Austin Film Society Austin, TX
Jeffrey Guss, MD
Clinical Assistant Professor of Psychiatry, NYU School of Medicine; Lead Trainer, Fluence
Embrace of the Serpent— Psychedelic flora and healing traditions
Program Description
Following a major narrative thread in the film involving the use of entheogens, sometimes known as psychedelic plant compounds, Jeffrey Guss, MD, Clinical Assistant Professor of Psychiatry, NYU School of Medicine, discusses the science and application of psychedelic flora and healing traditions in modern mental health care.
Presented At
Austin Film Society Austin, TX
Film Synopsis
The story of the relationship between Karamakate, an Amazonian shaman and last survivor of his people, and two scientists who work together over the course of 40 years to search the Amazon for a sacred healing plant.
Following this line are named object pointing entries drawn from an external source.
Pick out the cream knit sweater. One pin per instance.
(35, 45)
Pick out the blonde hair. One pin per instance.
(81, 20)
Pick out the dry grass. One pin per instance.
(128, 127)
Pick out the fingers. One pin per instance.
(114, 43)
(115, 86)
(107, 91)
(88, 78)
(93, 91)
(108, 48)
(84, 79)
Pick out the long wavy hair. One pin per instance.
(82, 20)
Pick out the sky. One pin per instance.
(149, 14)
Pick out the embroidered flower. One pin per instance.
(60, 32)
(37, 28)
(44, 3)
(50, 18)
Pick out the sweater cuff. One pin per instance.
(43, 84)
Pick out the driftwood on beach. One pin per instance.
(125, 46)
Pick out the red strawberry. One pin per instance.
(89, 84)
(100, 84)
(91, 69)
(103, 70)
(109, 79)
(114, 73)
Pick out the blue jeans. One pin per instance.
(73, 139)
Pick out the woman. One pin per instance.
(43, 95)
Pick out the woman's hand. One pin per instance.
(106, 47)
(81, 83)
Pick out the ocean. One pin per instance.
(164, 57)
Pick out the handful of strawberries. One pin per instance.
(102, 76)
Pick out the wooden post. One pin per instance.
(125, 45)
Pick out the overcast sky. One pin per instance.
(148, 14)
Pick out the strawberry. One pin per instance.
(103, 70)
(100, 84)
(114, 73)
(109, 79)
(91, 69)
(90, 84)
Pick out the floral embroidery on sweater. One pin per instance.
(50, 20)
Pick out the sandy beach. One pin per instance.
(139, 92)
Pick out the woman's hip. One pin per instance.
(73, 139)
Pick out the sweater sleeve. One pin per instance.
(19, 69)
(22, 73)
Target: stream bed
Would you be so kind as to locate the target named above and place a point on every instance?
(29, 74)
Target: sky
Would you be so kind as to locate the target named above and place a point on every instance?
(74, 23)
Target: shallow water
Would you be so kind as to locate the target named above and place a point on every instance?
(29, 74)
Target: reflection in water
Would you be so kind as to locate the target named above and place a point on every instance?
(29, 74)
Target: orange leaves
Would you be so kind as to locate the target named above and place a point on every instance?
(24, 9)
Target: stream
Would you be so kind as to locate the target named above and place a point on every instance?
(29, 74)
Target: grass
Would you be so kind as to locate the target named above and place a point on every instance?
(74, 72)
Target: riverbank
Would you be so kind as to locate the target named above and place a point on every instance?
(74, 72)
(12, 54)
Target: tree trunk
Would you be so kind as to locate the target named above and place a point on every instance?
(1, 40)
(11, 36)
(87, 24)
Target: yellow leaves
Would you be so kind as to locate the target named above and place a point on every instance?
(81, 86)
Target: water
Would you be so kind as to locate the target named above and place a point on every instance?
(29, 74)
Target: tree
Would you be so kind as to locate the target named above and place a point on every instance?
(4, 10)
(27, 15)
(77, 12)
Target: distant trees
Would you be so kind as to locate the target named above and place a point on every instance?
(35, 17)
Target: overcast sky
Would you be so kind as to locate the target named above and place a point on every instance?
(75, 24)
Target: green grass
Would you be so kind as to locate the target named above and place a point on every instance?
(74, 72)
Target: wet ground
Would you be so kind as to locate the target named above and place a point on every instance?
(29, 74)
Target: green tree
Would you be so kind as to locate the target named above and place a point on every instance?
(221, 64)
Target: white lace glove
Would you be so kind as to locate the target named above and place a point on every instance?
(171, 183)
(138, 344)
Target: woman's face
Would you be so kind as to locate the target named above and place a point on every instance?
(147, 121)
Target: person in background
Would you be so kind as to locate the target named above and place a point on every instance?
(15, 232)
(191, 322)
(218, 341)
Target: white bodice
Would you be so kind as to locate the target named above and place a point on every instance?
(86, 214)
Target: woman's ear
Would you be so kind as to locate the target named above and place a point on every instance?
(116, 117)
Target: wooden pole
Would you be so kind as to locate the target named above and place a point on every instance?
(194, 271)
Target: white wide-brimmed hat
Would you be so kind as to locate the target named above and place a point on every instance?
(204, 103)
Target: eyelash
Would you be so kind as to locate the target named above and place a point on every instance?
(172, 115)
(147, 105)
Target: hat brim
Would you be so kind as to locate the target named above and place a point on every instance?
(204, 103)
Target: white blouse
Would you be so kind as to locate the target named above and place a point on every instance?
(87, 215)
The film tells two stories, taking place in 1909 and 1940, both starring Karamakate (played as a young man by Nilbio Torres and as an older man by Antonio Bolivar) an Amazonian shaman and last survivor of his tribe. He travels with two scientists, German Theodor Koch-Grunberg (Jan Bijvoet) and American Richard Evans Schultes (Brionne Davis), to look for the rare yakruna, a sacred plant. The film is loosely inspired by the diaries written by the two scientists during their field work in the Amazon. Embrace of the Serpent won the Art Cinema Award in the Directors' Fortnight section at the 2015 Cannes Film Festival, and it was nominated for the Best Foreign Language Film at the 88th Academy Awards.
About the Speaker
Jeffrey Guss, MD is a psychiatrist, psychoanalyst, and researcher with specializations in psychoanalytic therapy, addictions and psychedelic therapy. He was Co-Principal Investigator and Director of Psychedelic Therapy Training for the NYU School of Medicine’s study on psilocybin-assisted psychotherapy in the treatment of cancer-related existential distress, which was published in Journal of Psychopharmacology, 2016. He is currently a Lead Trainer with Fluence, with a focus on the integration of psychedelic therapy with psychoanalysis. He is a study therapist in the NYU study on Psilocybin-Assisted treatment of Major Depressive Disorder, a collaborator with Yale University’s study on psilocybin-assisted therapy for Major Depressive Disorder and a study therapist with the MAPS study on treatment of Post Traumatic Stress Disorder with MDMA-Assisted Psychotherapy. Jeff is interested in the integration of psychedelic therapies with contemporary psychoanalytic theory and has published in Studies in Gender and Sexuality and Psychoanalysis, Culture and Society. He co-authored a paper on the influence of therapists’ first-hand experience with psychedelics on psychedelic-assisted psychotherapy research in The Journal of Psychedelic Studies. He is an Instructor and Mentor with the California Institute of Integral Studies’ Center for Psychedelic Therapies. He maintains a private practice in New York City.